HNF-4α T130I polymorphism is a rare nonsynonymous variant that was shown to regulate HNF-4α gene expression and thus was shown to be associated with T2D risk [23, 24]. Furthermore, the interaction between PPARG Pro12Ala and HNF-4α rs2144908 was shown to postchallenge insulin secretion [25]. Trip3 gene was not shown to be a susceptibility gene of early-onset T2D in Japanese population but might play an important role in glucose metabolism through regulating the transcription activity of HNF-4α [26]. The above observations imply that the contribution of HNF-4α variants to T2D risk is not alone.

In order to confirm the association between rs1884613 and T2D susceptibility, we performed a meta-analysis among 8569 cases and 8528 controls from 8 studies including ours. Our meta-analysis showed there was no significant association between rs1884613 and T2D risk. Compared with the previous two meta-analyses [11, 17], the present one was involved in more studies. The meta-analysis by Johansson et al. only integrated results from homogenous populations of Scandinavians, although they detected a positive association but with a relatively small effect size (4000 cases and 7571 controls, OR = 1.14, P = 0.0004) [17]. The meta-analysis by Winckler et al. was involved with 7883 people and failed to confirm the significant association between rs1884613 and T2D risk (OR = 0.59, 95% CI = 0.90–1.06) [11].

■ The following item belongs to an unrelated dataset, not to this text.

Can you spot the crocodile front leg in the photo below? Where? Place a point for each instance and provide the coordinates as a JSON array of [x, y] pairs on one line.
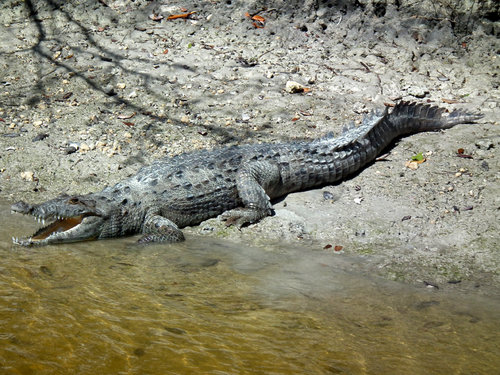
[[251, 182], [160, 229]]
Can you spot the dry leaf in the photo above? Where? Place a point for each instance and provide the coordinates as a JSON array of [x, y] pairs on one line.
[[126, 117], [413, 165], [155, 17], [259, 18], [177, 16]]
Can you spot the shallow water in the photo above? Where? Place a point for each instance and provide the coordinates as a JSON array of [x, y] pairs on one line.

There are some limitations to be noted. Firstly, we only genotyped rs1884613 under the hypothesis that rs1884613 may be in LD with other P2 promoter variants. It may not stand for the whole P2 promoter variants in the Han Chinese population, although previous findings have shown the P2 promoter variants are in high LD with each other in Europeans [16]; therefore the SNPs across the promoter and coding regions of HNF-4α with T2D and prediabetes should be further evaluated in future studies with different populations. Secondly, some populations in our meta-analysis consisted of the T2D cases from families with history of T2D. This may have confounded the results of the current meta-analysis. Thirdly, due to a lack of the detailed genotype frequency in most studies, the current meta-analysis only adopted the additive model that may not be the best heritable mode for this polymorphism. Fourthly, only a few studies had prediabetes subjects; therefore we were not able to perform the meta-analysis between rs1884613 and prediabetes risk. Last but not least, large heterogeneity was observed in the population-based subgroup meta-analysis. Since the hospital-based studies usually tend to have higher heterogeneity, the high heterogeneity in population-based studies may be due to the fact that some of the patients came from the families with history of T2D.

In conclusion, our results suggest that rs1884613 of HNF-4α is associated with prediabetes in Han Chinese population, whereas this polymorphism may not play an important role in the risk of T2D according to our case-control study and the updated meta-analysis. Future study is warranted to explore the LD patterns in the P2 region among the T2D patients from different ethnic populations.